Name: Sarsasapogenin
CAS: 126-19-2
MF:C27H44O3
Purity: 98%
Analysis method: HPLC-DAD or/and HPLC-ELSD
Identification method: Mass, NMR
Packaging: Packaging according to customer needs.
Spirostan-3-ol, (3β,5β,25S)-;Sarsasapogenin baqia;
Spirostan-3-ol, (3b,5b,25S)-;PARIGENIN;SARSAGENIN;
Sarsagenin;Sarsasapogein;SARSASAPOGENIN; PARIGENIN;SASARASAPOGENIN 98.0% BY HPLC.
Sarsasapogenin (SAR, Parigenin) is a steroid saponin that can induce ROS production and activate the unfolded protein response (UPR) signaling pathway. SAR can effectively suppress NF- κ Activation of B and MAPK inhibits IRAK1, TAK1, and I in LPS stimulated macrophages κ B α Phosphorylation of.
Numerous studies have shown that Sarsasapogenin compounds in Anemarrhena asphodeloides have various effects such as treating senile dementia, neuroprotection, lowering blood sugar, enhancing immunity, and anti-aging.
Moreover, due to the significant effects of Anemarrhena asphodeloides on senile dementia and neuroprotection, it has attracted increasing attention and attention from scholars both domestically and internationally.
The treatment with Sarsasapogenin can increase the number of S phase Hela cells, leading to the accumulation of G2/M phase cells.

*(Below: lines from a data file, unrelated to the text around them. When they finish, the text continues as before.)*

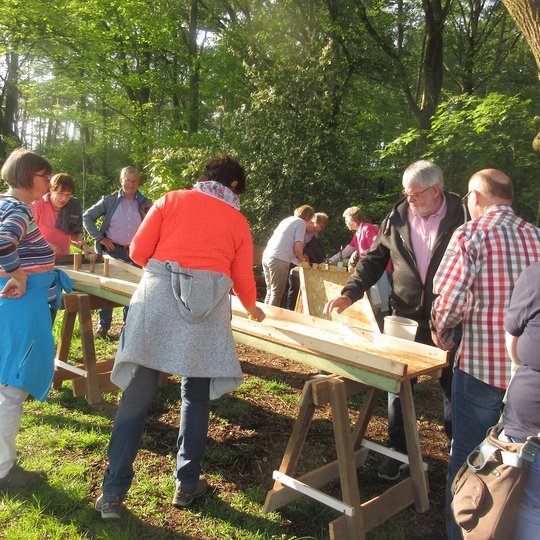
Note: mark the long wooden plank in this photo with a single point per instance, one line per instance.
(376, 352)
(359, 374)
(134, 271)
(373, 340)
(327, 342)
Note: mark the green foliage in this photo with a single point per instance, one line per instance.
(470, 133)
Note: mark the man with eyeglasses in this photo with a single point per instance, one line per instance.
(122, 213)
(474, 284)
(413, 237)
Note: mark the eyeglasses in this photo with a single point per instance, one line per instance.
(416, 195)
(62, 195)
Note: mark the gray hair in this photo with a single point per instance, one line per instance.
(423, 174)
(128, 170)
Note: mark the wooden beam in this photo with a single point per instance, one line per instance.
(123, 266)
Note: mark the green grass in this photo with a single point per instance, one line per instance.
(68, 439)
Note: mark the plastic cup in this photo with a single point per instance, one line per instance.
(400, 327)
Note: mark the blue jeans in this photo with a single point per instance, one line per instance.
(528, 518)
(105, 314)
(129, 427)
(476, 406)
(396, 430)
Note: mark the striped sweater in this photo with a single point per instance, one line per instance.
(21, 242)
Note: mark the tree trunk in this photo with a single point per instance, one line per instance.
(526, 13)
(194, 70)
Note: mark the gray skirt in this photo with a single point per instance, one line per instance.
(179, 322)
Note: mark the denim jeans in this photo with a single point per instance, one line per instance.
(396, 430)
(105, 314)
(276, 275)
(129, 427)
(528, 518)
(476, 406)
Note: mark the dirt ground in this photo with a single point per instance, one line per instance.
(265, 425)
(428, 402)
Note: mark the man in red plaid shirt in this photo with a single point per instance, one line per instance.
(474, 282)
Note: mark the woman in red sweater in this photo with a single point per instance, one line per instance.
(195, 246)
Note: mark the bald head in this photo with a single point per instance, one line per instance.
(493, 184)
(487, 188)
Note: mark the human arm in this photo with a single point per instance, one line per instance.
(511, 347)
(91, 216)
(348, 250)
(524, 306)
(256, 313)
(353, 261)
(82, 245)
(299, 250)
(13, 227)
(147, 237)
(16, 285)
(454, 278)
(340, 304)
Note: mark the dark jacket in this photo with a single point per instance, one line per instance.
(70, 217)
(409, 298)
(106, 208)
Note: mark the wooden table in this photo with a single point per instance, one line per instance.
(359, 360)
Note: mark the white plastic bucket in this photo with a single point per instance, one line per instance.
(400, 327)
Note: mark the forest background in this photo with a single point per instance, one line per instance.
(324, 101)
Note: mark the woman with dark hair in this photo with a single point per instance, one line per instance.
(521, 418)
(26, 284)
(59, 216)
(179, 322)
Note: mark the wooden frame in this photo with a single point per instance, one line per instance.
(361, 360)
(318, 284)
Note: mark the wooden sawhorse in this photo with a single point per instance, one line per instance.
(92, 379)
(358, 518)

It can induce apoptosis in HeLa cells by inducing caspase dependent mitochondrial apoptosis pathways.
Sarsasapogenin induces activation of the endoplasmic reticulum stress response signaling pathway, inducing toxic effects on human cervical cancer cells through cell cycle arrest, ROS mediated mitochondrial pathway, and endoplasmic reticulum stress response pathway.
Sarsasapogenin can also induce early activation of UPR, activating CHOP - which may promote mitochondrial membrane permeability by dephosphorylation of Akt, thereby transmitting apoptotic signals from the endoplasmic reticulum to mitochondria.
Sarsasapogenin effectively inhibits NF- κ Activation of B and MAPK, inhibition of IRAK1, TAK1, and I in LPS stimulated macrophages κ B α Phosphorylation of. Sarsasapogenin also inhibits the binding of LPS to TLR4 receptors in macrophages, inhibiting M2 polarization into M1 macrophages.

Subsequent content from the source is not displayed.